|
|
-
rack topology data update
Jameson Li 2012-09-13, 03:03
Our hadoop version is hadoop-0.20-append+4.
We have configured the rack awareness in the namenode. But when I add new datanode, and update the topology data file, and restart the datanode, I just see the log in the namenode that: 2012-09-13 10:35:25,074 INFO org.apache.hadoop.net.NetworkTopology: Adding a new node: /default-rack/ipc:50010 So should I restart the namenode? Is there some command like 'hadoop dfsadmin -refreshtopology'?
My configuration:
*core-site.xml:* <property> <name>topology.script.file.name</name> <value>conf/rack-awareness.sh</value> </property> <property> <name>topology.script.number.args</name> <value>1000</value> </property>
*conf/rack-awareness.sh:* #!/bin/sh
HADOOP_CONF=/opt/hadoop/conf
while [ $# -gt 0 ] ; do nodeArg=$1 exec< ${HADOOP_CONF}/topology.data result="" while read line ; do ar=( $line ) if [ "${ar[0]}" = "$nodeArg" ] ; then result="${ar[1]}" fi done shift if [ -z "$result" ] ; then echo -n "/default-rack " else echo -n "$result " fi done
topology.data: ipa rackA ipb rackA ipc rackB And also I have search the mailing list "topology.script.file update": I found a mail that: Tom Hall 2011-10-27, 16:07 I was hoping that if I updated the file it would give new answers as datanodes were restarted and reconnected but that does not seem to be the case. Surely I dont need to restart the namenode...

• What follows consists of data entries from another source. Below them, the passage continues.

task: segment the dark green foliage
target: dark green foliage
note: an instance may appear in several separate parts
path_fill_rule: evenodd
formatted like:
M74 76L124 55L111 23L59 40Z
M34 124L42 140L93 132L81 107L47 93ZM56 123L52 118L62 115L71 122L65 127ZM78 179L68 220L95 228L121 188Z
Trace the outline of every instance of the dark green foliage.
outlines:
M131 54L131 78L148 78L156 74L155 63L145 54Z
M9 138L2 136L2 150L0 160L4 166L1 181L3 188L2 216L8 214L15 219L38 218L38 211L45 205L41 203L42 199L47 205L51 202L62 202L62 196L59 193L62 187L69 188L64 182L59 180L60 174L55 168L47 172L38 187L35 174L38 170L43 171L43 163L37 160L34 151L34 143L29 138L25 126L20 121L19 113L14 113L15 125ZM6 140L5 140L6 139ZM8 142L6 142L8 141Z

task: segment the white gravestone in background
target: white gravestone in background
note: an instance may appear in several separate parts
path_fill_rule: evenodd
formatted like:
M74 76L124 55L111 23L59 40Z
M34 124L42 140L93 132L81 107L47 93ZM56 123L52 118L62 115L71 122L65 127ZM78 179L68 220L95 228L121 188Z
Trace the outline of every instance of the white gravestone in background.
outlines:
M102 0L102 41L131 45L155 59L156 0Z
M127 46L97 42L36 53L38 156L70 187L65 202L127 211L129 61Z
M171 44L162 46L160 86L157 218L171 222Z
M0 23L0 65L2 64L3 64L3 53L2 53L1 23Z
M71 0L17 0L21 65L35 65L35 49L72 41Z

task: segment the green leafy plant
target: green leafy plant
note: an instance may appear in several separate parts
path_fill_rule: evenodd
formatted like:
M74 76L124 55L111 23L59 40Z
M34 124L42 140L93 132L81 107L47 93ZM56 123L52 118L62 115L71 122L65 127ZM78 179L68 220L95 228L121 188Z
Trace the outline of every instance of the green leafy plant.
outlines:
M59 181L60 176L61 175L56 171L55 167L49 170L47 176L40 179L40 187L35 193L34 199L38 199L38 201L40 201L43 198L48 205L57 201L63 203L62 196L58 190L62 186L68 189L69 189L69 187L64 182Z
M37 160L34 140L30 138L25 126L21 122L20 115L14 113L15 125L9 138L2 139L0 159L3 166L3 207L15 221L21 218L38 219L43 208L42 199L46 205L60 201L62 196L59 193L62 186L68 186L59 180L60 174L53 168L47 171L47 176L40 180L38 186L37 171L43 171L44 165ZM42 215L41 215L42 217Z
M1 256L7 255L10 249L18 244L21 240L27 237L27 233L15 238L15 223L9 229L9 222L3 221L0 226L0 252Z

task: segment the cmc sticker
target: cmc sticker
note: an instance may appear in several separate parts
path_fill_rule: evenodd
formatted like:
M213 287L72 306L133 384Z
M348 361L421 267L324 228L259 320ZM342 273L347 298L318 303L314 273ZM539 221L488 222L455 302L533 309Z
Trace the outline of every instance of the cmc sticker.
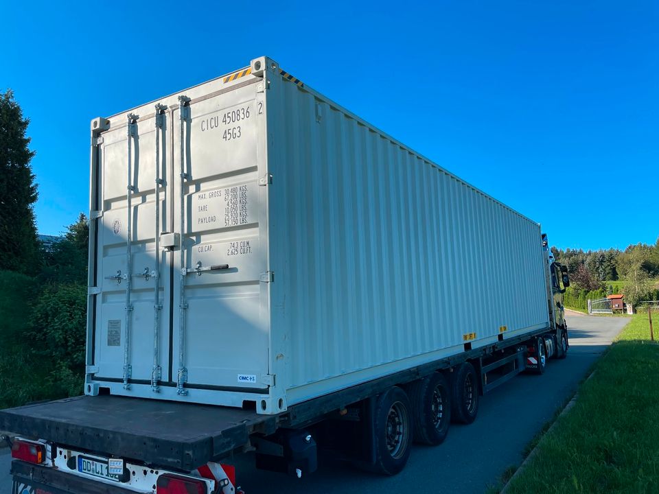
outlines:
M256 375L254 374L238 374L238 382L253 384L256 382Z

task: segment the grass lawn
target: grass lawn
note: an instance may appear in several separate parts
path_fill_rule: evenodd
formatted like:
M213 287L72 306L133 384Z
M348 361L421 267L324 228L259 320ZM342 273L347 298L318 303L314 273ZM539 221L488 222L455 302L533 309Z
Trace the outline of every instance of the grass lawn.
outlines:
M507 493L659 493L659 344L649 342L647 313L594 370Z

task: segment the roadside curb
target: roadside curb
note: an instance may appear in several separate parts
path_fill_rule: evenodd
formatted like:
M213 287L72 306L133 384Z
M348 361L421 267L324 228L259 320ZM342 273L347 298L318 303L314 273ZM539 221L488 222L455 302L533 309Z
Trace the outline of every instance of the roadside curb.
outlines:
M579 387L581 388L581 385L583 385L583 383L586 383L586 381L589 381L590 378L592 377L592 376L594 376L594 375L595 375L595 371L593 370L592 373L590 373L588 377L583 380L583 382L579 384ZM499 494L508 493L508 488L510 486L510 483L513 481L513 479L516 478L519 475L521 474L522 471L524 471L524 469L526 469L526 467L529 466L529 464L531 462L531 461L537 455L538 446L540 446L540 443L542 442L542 438L545 436L546 436L548 434L551 432L551 431L554 429L554 427L556 427L556 424L558 423L561 418L564 415L565 415L565 414L567 413L567 412L575 405L575 403L577 403L577 399L578 398L579 398L579 389L577 389L577 391L575 392L574 396L572 397L572 399L568 402L567 405L566 405L563 408L563 410L561 410L561 412L558 414L558 416L556 417L556 419L553 421L553 423L551 424L549 428L547 429L545 433L540 436L540 440L538 440L537 441L537 444L535 445L535 447L531 450L531 453L529 454L527 458L524 459L524 461L522 462L522 464L520 464L518 467L517 470L515 471L515 473L513 473L513 475L509 479L508 479L508 482L507 482L505 485L504 485L503 487L501 488L501 491L499 491Z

But there is not replying. So somebody can help me? 专注于Mysql,MSSQL,Oracle,Hadoop
-
Re: rack topology data update
Harsh J 2012-09-13, 03:32
Jameson,
The right process to add a new node with the right mapping is:
1. Update topology file for the new DN. 2. Issue a dfsadmin -refreshNodes to get new topology mapping updated in NN. 3. Start the DN only after (2) so it picks up the right mapping and a default mapping does not get cached.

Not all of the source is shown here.